Francisco deixa-nos um precioso legado de textos como a exortação apostólica Gaudete et exultate, sobre a santidade ou a Dilexit nos sobre o amor de Deus.
O Papa argentino deixa-nos num mundo “bastante à deriva com muitas conquistas tecnológicas e inquietações, privações, mas muita pobreza material e solidão”. São vários os grandes desafios que a Igreja enfrenta e que o próximo pontífice terá de resolver, Pedro Gil considera que se “vemos sinais de divisão na igreja, vemos também sinais de grande arrogância e prepotência por parte dos poderes políticos, desejo de totalitarismo”, as tendências para o populismo.
A nível micro a Igreja tem de fazer face aos “problemas de saúde mental, as angústias das pessoas”, que para o consultor de comunicação “é uma enorme anemia da fé”. Perante uma falta de abertura a Deus, diz que “é preciso reforçar imenso a relação com Deus”.
Perante as evidências sociais e politicas de crise mundial Pedro Gil não tem dúvidas de que “há um grito escondido, uma queixa não verbalizada do mundo que grita: curem-me rapidamente.”
Qual o legado que nos deixa o Papa Francisco?

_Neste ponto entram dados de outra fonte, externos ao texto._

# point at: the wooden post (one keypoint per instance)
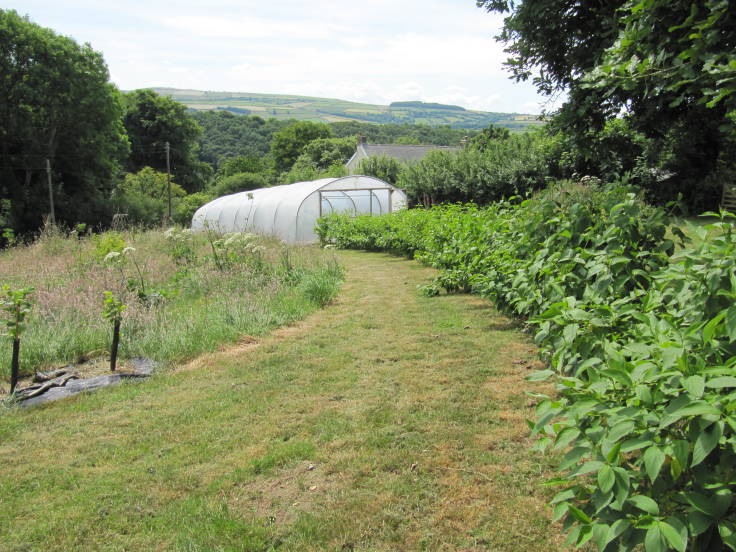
(168, 179)
(51, 191)
(115, 341)
(14, 365)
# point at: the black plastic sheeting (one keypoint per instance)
(143, 368)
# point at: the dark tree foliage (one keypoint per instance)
(289, 142)
(151, 120)
(667, 64)
(482, 141)
(225, 135)
(325, 152)
(442, 135)
(55, 103)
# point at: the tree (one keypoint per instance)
(55, 103)
(667, 64)
(386, 168)
(287, 144)
(482, 141)
(325, 152)
(151, 121)
(243, 163)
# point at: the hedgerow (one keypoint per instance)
(640, 337)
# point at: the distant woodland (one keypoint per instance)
(654, 109)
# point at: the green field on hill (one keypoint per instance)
(331, 110)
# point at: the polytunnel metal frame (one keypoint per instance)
(228, 213)
(371, 195)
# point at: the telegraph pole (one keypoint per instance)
(168, 178)
(51, 191)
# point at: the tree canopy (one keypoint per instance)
(151, 121)
(55, 103)
(666, 66)
(287, 144)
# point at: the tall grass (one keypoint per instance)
(180, 302)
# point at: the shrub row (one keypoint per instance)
(640, 337)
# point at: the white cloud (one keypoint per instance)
(375, 52)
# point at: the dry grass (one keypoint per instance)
(411, 411)
(175, 309)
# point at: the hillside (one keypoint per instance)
(333, 110)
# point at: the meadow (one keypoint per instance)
(636, 322)
(184, 294)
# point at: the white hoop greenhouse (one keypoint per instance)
(290, 212)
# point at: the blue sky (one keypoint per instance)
(375, 51)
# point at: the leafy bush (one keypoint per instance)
(641, 341)
(188, 205)
(381, 166)
(513, 166)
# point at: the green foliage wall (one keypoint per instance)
(55, 103)
(509, 166)
(640, 338)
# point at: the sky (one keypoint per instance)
(373, 51)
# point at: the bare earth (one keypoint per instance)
(387, 421)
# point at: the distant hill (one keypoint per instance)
(331, 110)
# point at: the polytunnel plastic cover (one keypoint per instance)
(290, 212)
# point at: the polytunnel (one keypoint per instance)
(290, 212)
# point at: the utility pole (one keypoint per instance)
(168, 178)
(51, 191)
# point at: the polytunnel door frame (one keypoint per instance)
(372, 195)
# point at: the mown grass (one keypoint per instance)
(182, 300)
(388, 421)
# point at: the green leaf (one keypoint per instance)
(645, 503)
(589, 467)
(655, 540)
(565, 437)
(573, 456)
(619, 527)
(612, 455)
(567, 494)
(706, 442)
(721, 382)
(600, 535)
(731, 323)
(694, 385)
(675, 532)
(703, 504)
(710, 328)
(727, 531)
(579, 514)
(653, 460)
(606, 478)
(697, 408)
(698, 522)
(620, 430)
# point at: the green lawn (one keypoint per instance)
(388, 421)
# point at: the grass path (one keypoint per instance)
(388, 421)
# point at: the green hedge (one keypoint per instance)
(640, 338)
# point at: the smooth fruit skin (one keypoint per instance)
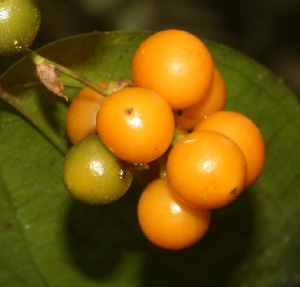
(242, 130)
(136, 124)
(82, 113)
(93, 175)
(168, 222)
(206, 169)
(175, 64)
(214, 101)
(19, 24)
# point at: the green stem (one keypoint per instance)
(38, 59)
(34, 119)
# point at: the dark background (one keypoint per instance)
(266, 30)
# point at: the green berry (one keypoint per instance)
(92, 174)
(19, 24)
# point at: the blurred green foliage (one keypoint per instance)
(266, 30)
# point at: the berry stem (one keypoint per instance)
(38, 59)
(31, 116)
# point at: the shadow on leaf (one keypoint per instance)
(98, 238)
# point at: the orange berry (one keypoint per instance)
(82, 112)
(167, 221)
(175, 64)
(136, 124)
(206, 169)
(245, 133)
(214, 101)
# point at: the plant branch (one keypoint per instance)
(38, 59)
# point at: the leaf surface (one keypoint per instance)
(48, 239)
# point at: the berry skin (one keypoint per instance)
(244, 132)
(19, 24)
(214, 101)
(167, 221)
(93, 175)
(206, 169)
(136, 124)
(82, 113)
(175, 64)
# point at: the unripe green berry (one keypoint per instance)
(92, 174)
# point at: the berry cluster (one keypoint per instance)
(171, 119)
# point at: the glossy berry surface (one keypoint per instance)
(136, 124)
(19, 24)
(82, 113)
(245, 133)
(93, 175)
(207, 169)
(168, 222)
(175, 64)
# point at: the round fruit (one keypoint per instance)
(19, 25)
(82, 113)
(93, 175)
(175, 64)
(206, 169)
(214, 101)
(244, 132)
(167, 221)
(136, 124)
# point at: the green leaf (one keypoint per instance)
(48, 239)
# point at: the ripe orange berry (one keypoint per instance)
(82, 112)
(175, 64)
(245, 133)
(136, 124)
(214, 101)
(206, 169)
(167, 221)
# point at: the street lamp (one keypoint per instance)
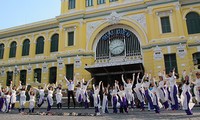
(16, 72)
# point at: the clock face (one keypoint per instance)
(116, 47)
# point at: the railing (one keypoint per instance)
(134, 57)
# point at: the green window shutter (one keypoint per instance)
(69, 71)
(113, 0)
(23, 76)
(26, 47)
(9, 78)
(165, 23)
(72, 4)
(71, 38)
(40, 45)
(170, 62)
(193, 23)
(100, 2)
(1, 51)
(13, 48)
(54, 43)
(37, 75)
(88, 3)
(52, 75)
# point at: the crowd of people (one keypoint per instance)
(156, 94)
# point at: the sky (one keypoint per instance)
(19, 12)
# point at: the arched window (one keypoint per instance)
(13, 48)
(117, 42)
(1, 50)
(193, 22)
(54, 43)
(37, 75)
(26, 47)
(40, 45)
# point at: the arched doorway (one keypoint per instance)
(117, 51)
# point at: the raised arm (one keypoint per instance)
(35, 88)
(149, 78)
(100, 84)
(103, 87)
(133, 78)
(88, 82)
(123, 79)
(93, 87)
(143, 78)
(138, 76)
(164, 76)
(11, 85)
(20, 85)
(47, 87)
(66, 79)
(173, 73)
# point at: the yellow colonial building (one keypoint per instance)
(103, 39)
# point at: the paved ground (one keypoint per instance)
(132, 115)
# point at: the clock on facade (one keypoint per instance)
(116, 47)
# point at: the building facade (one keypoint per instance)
(103, 39)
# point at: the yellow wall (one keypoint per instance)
(78, 20)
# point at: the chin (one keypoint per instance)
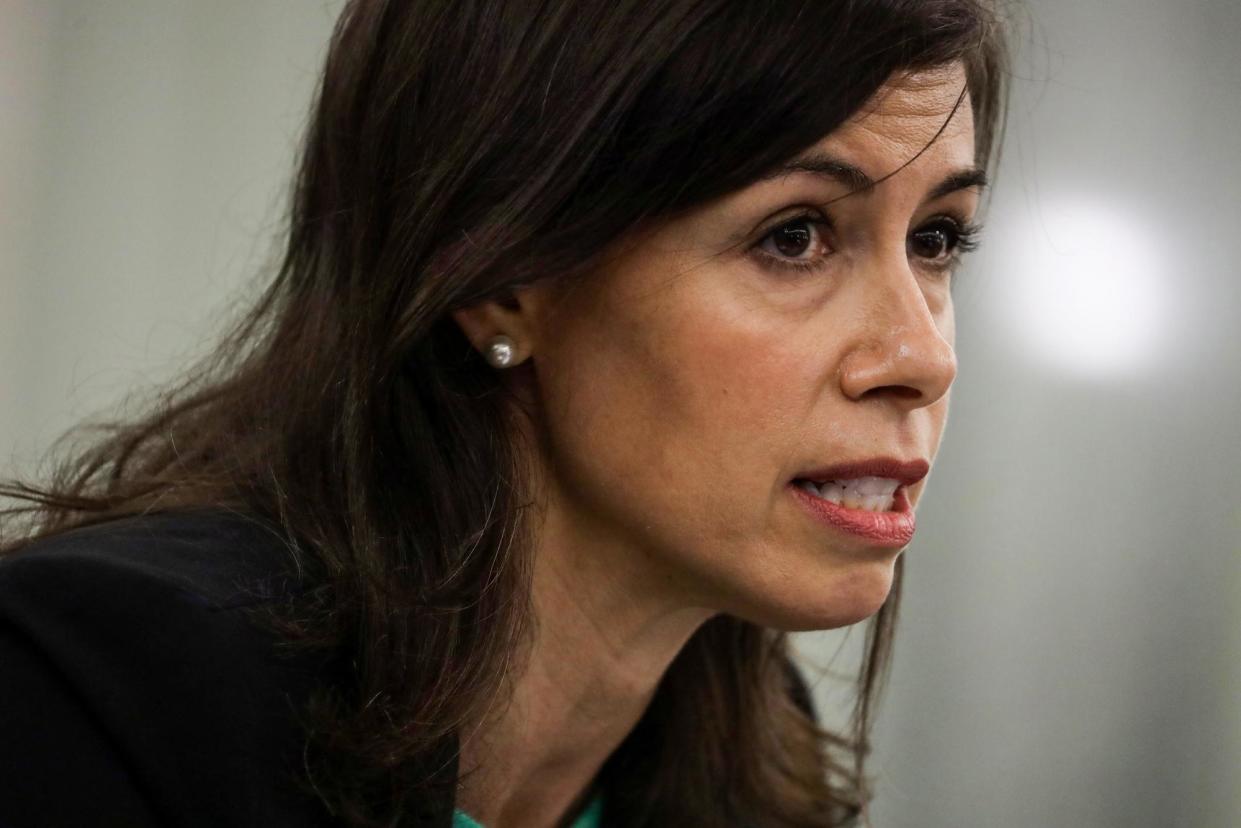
(838, 600)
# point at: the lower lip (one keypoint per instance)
(889, 529)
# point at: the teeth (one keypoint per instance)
(866, 493)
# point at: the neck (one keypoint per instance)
(604, 634)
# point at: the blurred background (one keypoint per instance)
(1070, 642)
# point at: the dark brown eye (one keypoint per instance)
(935, 242)
(792, 240)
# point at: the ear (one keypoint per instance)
(511, 318)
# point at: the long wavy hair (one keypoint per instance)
(456, 152)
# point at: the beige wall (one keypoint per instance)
(1071, 637)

O Papa Francisco quis pôr Deus no centro. Quis mostrar-nos que Deus é ternura, ao contrário daquilo que muitos homens pensam que Deus é.
Deixou documentos preciosos como e exortação apostólica Gaudiatum et Exultate ou a Dilexit nos. Documentos belíssimos sobre o presépio e S. José. O Papa Francisco parecia estar centrado nas coisas do mundo, mas não era assim: madrugava para rezar, antes das suas viagens depositava uma flor aos pés de Nossa Senhora, aquele que sempre pediu que rezássemos por ele, e não era uma superstição, mas sim a consciência clara que é Deus quem manda na vida.

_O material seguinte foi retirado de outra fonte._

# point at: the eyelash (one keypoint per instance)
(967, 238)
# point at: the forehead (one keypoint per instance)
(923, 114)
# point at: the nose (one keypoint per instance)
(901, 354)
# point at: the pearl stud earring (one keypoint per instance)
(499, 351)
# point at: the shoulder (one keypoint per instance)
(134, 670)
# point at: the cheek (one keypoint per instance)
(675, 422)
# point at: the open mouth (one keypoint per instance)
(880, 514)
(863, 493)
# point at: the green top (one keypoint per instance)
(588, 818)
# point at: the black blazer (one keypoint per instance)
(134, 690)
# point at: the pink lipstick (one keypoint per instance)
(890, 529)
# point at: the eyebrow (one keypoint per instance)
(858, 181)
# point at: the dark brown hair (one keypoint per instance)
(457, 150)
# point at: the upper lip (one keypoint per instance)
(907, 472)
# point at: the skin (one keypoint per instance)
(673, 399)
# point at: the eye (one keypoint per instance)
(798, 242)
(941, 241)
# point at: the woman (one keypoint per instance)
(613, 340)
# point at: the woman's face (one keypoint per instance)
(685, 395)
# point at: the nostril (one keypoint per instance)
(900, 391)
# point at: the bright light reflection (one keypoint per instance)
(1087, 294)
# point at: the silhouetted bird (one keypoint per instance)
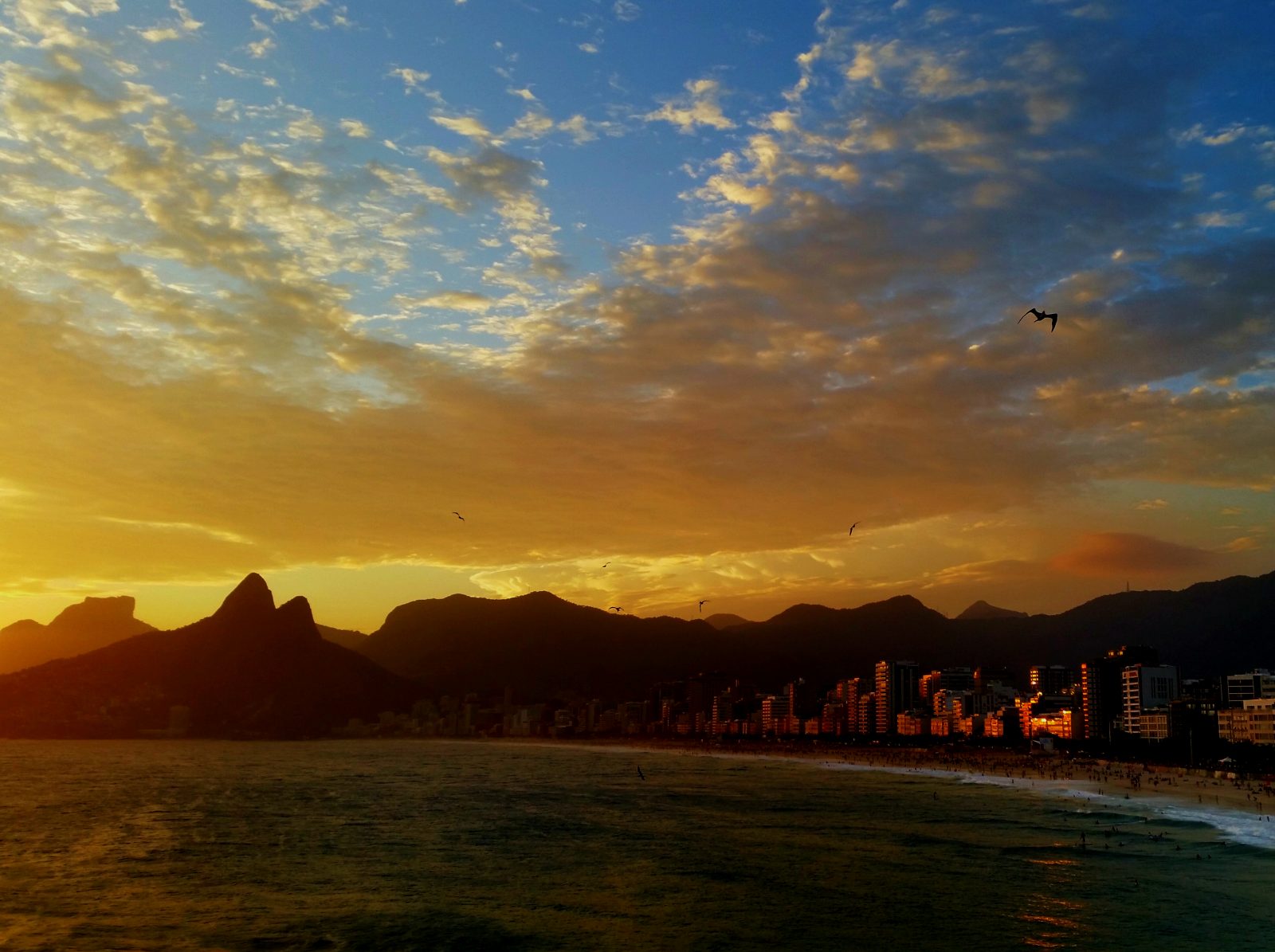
(1042, 316)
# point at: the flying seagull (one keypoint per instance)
(1042, 316)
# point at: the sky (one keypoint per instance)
(661, 297)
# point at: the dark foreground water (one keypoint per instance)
(430, 845)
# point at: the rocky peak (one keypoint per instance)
(97, 612)
(250, 601)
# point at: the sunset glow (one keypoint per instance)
(661, 302)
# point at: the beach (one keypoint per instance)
(1245, 809)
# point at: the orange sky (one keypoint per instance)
(222, 353)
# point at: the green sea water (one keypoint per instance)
(434, 845)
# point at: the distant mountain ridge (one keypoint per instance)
(82, 627)
(252, 669)
(724, 620)
(539, 644)
(249, 669)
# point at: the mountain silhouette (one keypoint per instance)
(724, 620)
(539, 644)
(250, 669)
(346, 637)
(543, 646)
(82, 627)
(981, 609)
(253, 669)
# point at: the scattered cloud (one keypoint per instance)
(356, 129)
(1115, 554)
(698, 108)
(412, 78)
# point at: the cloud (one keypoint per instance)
(450, 301)
(259, 49)
(356, 129)
(467, 127)
(698, 108)
(832, 320)
(412, 79)
(1116, 554)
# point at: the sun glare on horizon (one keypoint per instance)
(641, 304)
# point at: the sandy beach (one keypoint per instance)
(1242, 809)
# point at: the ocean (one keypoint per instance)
(386, 845)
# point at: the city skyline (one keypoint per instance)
(661, 302)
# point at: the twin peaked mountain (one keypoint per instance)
(254, 669)
(249, 669)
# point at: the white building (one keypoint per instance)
(1145, 688)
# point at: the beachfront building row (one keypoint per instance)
(1125, 692)
(1253, 722)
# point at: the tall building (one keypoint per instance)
(1102, 692)
(1255, 684)
(849, 692)
(896, 684)
(956, 680)
(1051, 678)
(867, 713)
(1253, 722)
(1147, 688)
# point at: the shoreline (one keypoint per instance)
(1242, 809)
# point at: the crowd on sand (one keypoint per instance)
(1213, 786)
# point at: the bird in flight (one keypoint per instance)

Quais as intenções do Papa com o caminho sinodal?
O Sínodo foi um dos grandes legados que o Papa quis deixar. No Concilio Vaticano II, decorrido nos anos 60, que a igreja quis renovar a pratica do Sínodo, no caminhar juntos, envolver as pessoas na comunhão, participação, e na missão.

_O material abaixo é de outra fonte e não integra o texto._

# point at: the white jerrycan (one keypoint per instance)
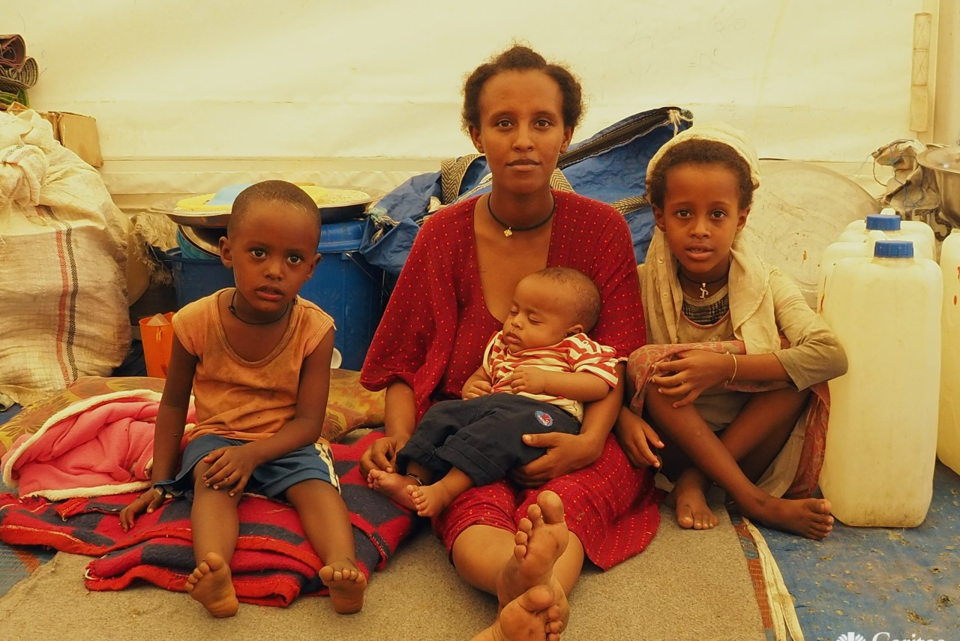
(882, 434)
(948, 437)
(889, 222)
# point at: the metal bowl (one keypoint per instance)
(945, 162)
(329, 212)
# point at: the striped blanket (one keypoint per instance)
(273, 564)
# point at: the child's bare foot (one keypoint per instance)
(393, 485)
(347, 584)
(541, 539)
(430, 500)
(533, 616)
(212, 585)
(807, 517)
(689, 499)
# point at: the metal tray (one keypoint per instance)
(329, 213)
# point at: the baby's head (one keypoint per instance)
(701, 185)
(550, 305)
(271, 246)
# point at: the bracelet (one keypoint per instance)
(734, 375)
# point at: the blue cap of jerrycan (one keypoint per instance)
(893, 249)
(883, 222)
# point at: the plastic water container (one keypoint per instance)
(882, 435)
(344, 284)
(835, 252)
(889, 222)
(948, 437)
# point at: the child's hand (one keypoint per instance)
(638, 439)
(149, 501)
(690, 373)
(532, 380)
(230, 467)
(475, 389)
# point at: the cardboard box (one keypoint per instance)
(78, 133)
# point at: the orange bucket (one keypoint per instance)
(156, 332)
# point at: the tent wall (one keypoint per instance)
(192, 95)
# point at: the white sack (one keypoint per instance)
(63, 309)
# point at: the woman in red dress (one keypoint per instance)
(453, 294)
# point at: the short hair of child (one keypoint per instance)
(270, 190)
(700, 152)
(521, 58)
(585, 291)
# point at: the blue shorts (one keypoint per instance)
(270, 479)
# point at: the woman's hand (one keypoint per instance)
(475, 388)
(636, 437)
(532, 380)
(381, 455)
(149, 501)
(565, 453)
(230, 467)
(690, 373)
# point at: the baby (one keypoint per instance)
(537, 373)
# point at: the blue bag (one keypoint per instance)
(610, 166)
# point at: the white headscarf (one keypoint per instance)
(751, 301)
(717, 132)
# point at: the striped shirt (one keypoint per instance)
(574, 354)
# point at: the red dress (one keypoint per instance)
(432, 337)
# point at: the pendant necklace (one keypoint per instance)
(233, 310)
(508, 230)
(704, 292)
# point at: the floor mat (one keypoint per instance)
(862, 582)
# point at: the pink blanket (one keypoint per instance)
(97, 447)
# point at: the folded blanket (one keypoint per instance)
(94, 447)
(795, 472)
(273, 564)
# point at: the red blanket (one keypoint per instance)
(273, 564)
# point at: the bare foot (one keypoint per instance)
(541, 539)
(212, 585)
(533, 616)
(393, 486)
(430, 500)
(347, 584)
(807, 517)
(689, 499)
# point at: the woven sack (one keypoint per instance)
(62, 265)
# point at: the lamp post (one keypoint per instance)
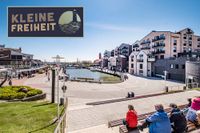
(165, 78)
(58, 106)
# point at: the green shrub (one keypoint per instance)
(12, 92)
(20, 95)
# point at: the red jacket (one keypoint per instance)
(131, 118)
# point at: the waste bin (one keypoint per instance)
(166, 89)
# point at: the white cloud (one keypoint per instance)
(120, 28)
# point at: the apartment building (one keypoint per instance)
(141, 63)
(135, 46)
(13, 57)
(161, 45)
(107, 53)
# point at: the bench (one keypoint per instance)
(140, 117)
(131, 98)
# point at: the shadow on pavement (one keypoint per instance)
(44, 104)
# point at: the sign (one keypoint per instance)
(45, 21)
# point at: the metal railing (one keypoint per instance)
(61, 126)
(193, 85)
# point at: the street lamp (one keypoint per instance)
(165, 78)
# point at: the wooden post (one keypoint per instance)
(53, 86)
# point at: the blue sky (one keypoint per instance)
(107, 24)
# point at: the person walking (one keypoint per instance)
(177, 119)
(131, 118)
(10, 82)
(158, 122)
(48, 75)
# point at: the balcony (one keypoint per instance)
(135, 46)
(145, 42)
(158, 38)
(140, 60)
(145, 48)
(151, 59)
(158, 45)
(158, 52)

Desde o concilio houve vários sínodos de bispos, mas havia a sensação clara que não bastava era um tempo curto, não era suficiente para envolver as pessoas, por isso começou um sínodo sobre sinodalidade para envolver as pessoas para que ao faze-lo se aprendesse a faze-lo. Os ingredientes grandes do caminho sinodal é: rezar muito, parece que não tem importância, mas tem imensa importância, saber ouvir os outros sem os interromper, dar tempo , silencio, para meditar e estar à escuta do Espírito Santo, “ No meu entender é uma forma de levar a pratica o concilio do Vaticano II e uma herança que não vai acabar.

A seu ver que desafios a igreja vai ter de enfrentar com o novo Papa?
Serão aqueles que o próprio papa com a ajuda de Deus irá saber ler nos sinais do tempo que lhe compete viver.
Estou convencido com a fé da igreja que tudo aquilo que é preciso em cada momento da historia é Deus quem ajuda a resolver precisamente com o Papa escolhido por Deus. Não há nenhum Papa escolhido por distração ou que não seja o conveniente para a época em que vivemos.
Olhando humanamente vemos sinais de divisão na igreja, vemos também sinais de grande arrogância e prepotência por parte dos poderes políticos, desejo de de totalitarismo, as tendências para o populismo.
A nível micro também vemos problemas de saúde mental, as angústias das pessoas, se juntássemos todos estes sintomas, podemos dizer que é uma enorme anemia da fé.
Uma falta de abertura a Deus, é preciso reforçar imenso a relação com Deus.

O que espera o mundo do próximo Papa?
Não podemos responder, porque o mundo não é uma entidade homogénea. Sabemos olhar para as carências que o mundo tem, sente e vive, mas não as sabe formular, nem fazer um diagnostico.
Vemos um mundo bastante à deriva com muitas conquistas tecnológicas e inquietações, privações, mas muita pobreza material e solidão. Há um grito escondido, uma queixa não verbalizada do mundo que grita: curem-me rapidamente.
É um desafio para a igreja de sempre, mas que agora tem aspectos muito próprios.